The notice of intention helps businesses by temporarily halting existing or pending creditor action, by setting up a moratorium that protects them.
The moratorium period is only 10 days but usually gives sufficient time to manoeuvre a company away from the immediate threat of liquidation.
Steve Simpson, chief executive of the group, said the move will provide it with “a short breathing space to assess options” which will include a potential sale.
How are workers and stores likely to be affected?
The company said it could be sold, or see parts sold, as well as undergo a “some significant restructuring”.
Mr Simpson said “there will inevitably be significant cuts and closures” as a result of the move.
Nevertheless, all stores will continue trading and further details will be announced in due course.
Is this new and how does it differ from rivals’ actions?

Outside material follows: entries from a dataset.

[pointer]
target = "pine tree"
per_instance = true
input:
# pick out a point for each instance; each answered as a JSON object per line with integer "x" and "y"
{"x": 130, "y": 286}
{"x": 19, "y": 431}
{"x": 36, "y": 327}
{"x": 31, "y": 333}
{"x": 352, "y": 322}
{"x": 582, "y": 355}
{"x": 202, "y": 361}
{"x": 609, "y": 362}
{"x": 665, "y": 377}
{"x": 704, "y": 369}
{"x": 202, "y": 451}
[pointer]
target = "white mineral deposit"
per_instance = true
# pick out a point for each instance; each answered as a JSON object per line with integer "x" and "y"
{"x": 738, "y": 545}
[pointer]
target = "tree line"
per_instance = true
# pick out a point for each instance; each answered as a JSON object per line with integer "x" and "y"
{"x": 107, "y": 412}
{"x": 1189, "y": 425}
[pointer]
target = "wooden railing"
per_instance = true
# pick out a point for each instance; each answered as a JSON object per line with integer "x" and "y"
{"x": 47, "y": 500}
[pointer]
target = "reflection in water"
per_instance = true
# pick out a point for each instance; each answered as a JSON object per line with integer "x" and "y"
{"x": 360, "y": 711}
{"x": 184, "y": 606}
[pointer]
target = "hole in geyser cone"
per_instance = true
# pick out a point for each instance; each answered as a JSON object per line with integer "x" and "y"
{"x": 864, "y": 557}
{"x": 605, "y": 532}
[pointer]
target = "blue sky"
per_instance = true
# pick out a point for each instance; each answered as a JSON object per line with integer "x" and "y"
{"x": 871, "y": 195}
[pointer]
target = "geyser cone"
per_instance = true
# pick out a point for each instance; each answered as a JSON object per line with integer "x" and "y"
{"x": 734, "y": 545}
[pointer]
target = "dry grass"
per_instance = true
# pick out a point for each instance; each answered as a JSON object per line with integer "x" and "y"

The action of filing a notice to appoint administrators is common and is the first step towards a restructuring or allowing the company to be sold out of administration.
EWM’s announcement strikes a similar note to department store chain Debenhams, which filed its notice at the start of April after first being affected by the pandemic.
Similarly, it said the move would help it ward off legal action from creditors as it reviewed options to secure its long-term future.
A week after filing its notice, Debenhams revealed plans to shut seven UK stores, with the loss of 422 jobs, and said its Irish business, which had 11 stores and 1,400 staff, would cease trading as part of its restructuring.
A number of other retailers, including Cath Kidston, Oasis Warehouse and Laura Ashley have tumbled into administration in recent months, resulting in a variety of restructurings, which included selling assets and pre-pack rescue deals.
Why is this happening now?
EWM said the move was in response to “harsh trading conditions” in the face of the pandemic, which caused it to shut all its stores from March.
It said the current background of a second wave of the pandemic and local lockdown restriction has now caused its recovery plans to unravel.
Alongside this, the group said that it has been hit hard by allegations, which it denies, related to Bangladesh-based garment suppliers.
The company dismissed claims that it failed to pay some of these suppliers in an attempt to cut costs for clothes they were unlikely to sell.
It is understood that the accusations have led to restrictions on the company’s credit insurance.
Has the company got a history of insolvency?
The company was first founded in 1946, but was taken over by current owner, retail magnate Philip Day, in 2002.
Under his ownership, the company has expanded by acquiring a raft of troubled brands out of insolvency.
In 2011, the company bought ladies fashion brand Jane Norman out of administration.
Three years later, the company slipped into insolvency again and was bought back by EWM in a pre-pack administration. However, the brand was shut down in 2018 after its fortunes failed to reverse.
In 2012, the retail group also bought Peacocks, one of its largest brands, out of administration.
More recently, the group also bought high street brands Austin Reed and Jaeger after they faced financial troubles.
Last year, the company’s Bonmarche brand tumbled into administration but was swiftly bought back in another pre-pack deal.